11 Matching Annotations
  1. Dec 2025
    1. We younger Negro artists who create now intend to express our individual dark-skinned selves without fear or shame.

      Hughes announces the new movement in art that is based on racial pride. This quote is significant because it shaped the cultural identity of the Harlem Renaissance. He gives Black artists the power to reject white approval and claim full freedom in their cultural expression.

    2. The old subconscious “white is best” runs through her mind.

      This is when Hughes criticizes internalized racism, but the passage is based on the male point of view. We don't hear much from Black women, queer artists, or people living in rural Southern areas. Their lives would help us understand race and art in a deeper way.

    3. The Negro artist works against an undertow of sharp criticism and misunderstanding from his own group and unintentional bribes from the whites.

      There are both white and black readers in this group. Hughes wants to show how both of these groups can stop Black people from being creative. His goal is to get artists to fight these pressures and make honest art that comes from Black experience.
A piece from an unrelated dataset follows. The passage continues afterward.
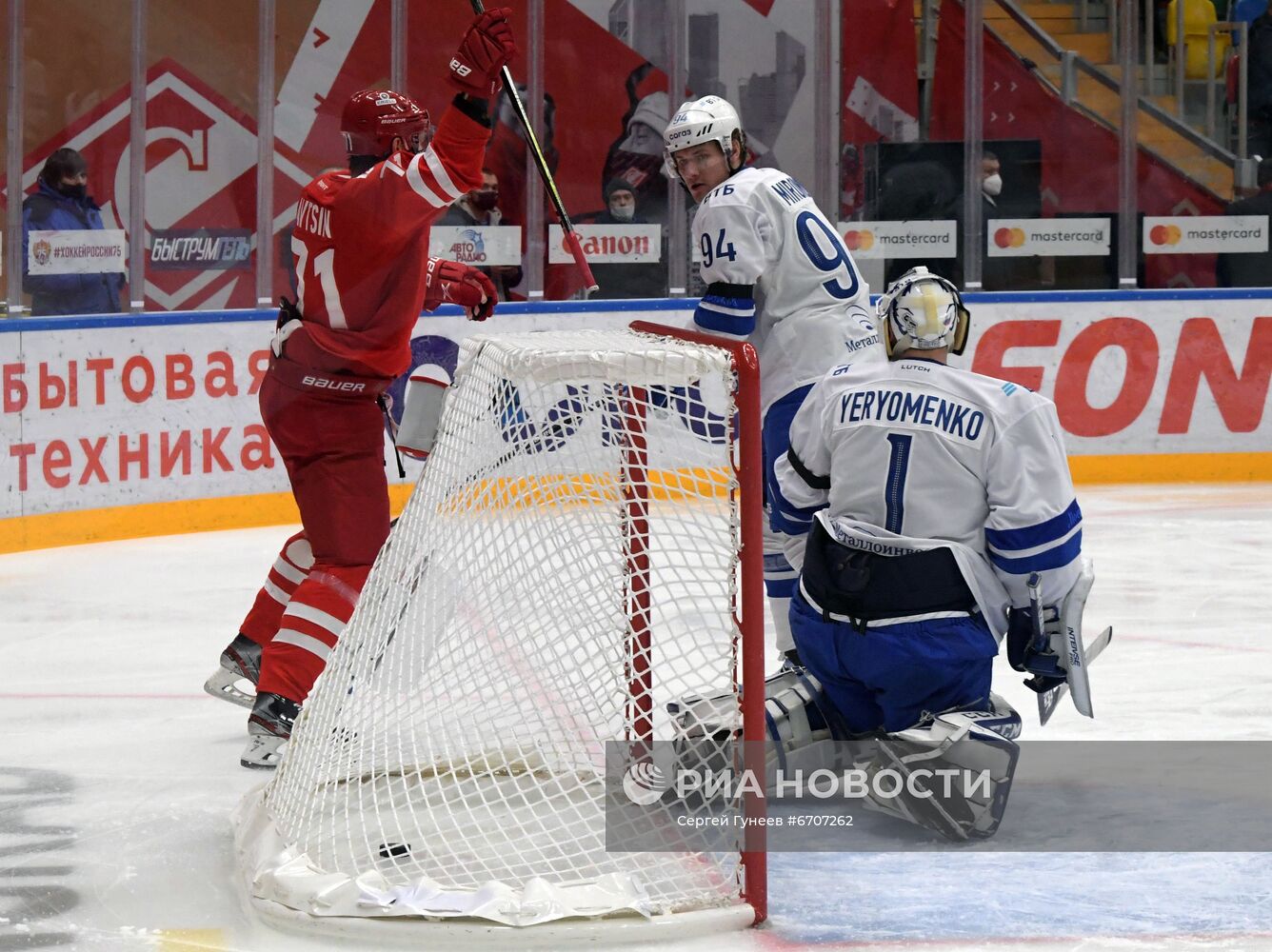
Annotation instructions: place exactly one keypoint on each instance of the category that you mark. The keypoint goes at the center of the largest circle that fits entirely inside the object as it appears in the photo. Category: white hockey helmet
(924, 311)
(697, 121)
    4. be respectable, write about nice people

      Hughes shows how the Black community is torn between artistic freedom and politics of respectability. This makes me wonder: should art try to improve the community's image, or should it tell the truth, even if it means showing pain and trauma?

    5. they are not ashamed of him

      Hughes praises black people from working-class backgrounds for being proud of their culture. This makes me think of how Black elites often criticize modern artists like hip-hop rappers, even though they are adored around the world. Who gets to say what Black art is "good"?

    6. The whisper of “I want to be white” runs silently through their minds.

      This ties in with W.E.B Du Bois's idea of "double consciousness," which says Black people always see themselves through the eyes of white society. How does internalized racism still affect how people are portrayed in cultural and the media?

    7. jazz is their child.

      In the 1920s, jazz spread around the world from its roots in African American communities. Hughes proudly says that jazz was created by black people, a rejection of white people's attempt to take it over or make it seem less important.

    8. he family attend a fashionable church where few really colored faces are to be found.

      This shows how Black communities divide people into group based on their skin color and social class. Due to the history of slavery, lighter skin was seen as a sign of privilege in the early 20th century. Hughes explains how even black institutions helped to keep racism alive.

    9. But this is the mountain standing in the way of any true Negro art in America

      Black artist in New York were becoming more well-known during the Harlem Renaissance (1920s), when Hughes is writing. Black artist were under pressure to live up to white expectations due to racism and internalized colorism.

    10. Nordic manners, Nordic faces, Nordic hair, Nordic art

      "Nordic" describes the racial characteristics and cultural values of white Northern Europeans. Hughes uses the term sarcastically to show how some Black middle class families admired and attempted to imitate whiteness.

    11. American standardization,

      This refers to the pressure to fit in with American mainstream white cultural norms. Hughes uses the phrase to critique how black people are pressured by society to give up their unique cultural identities in order to "fit in."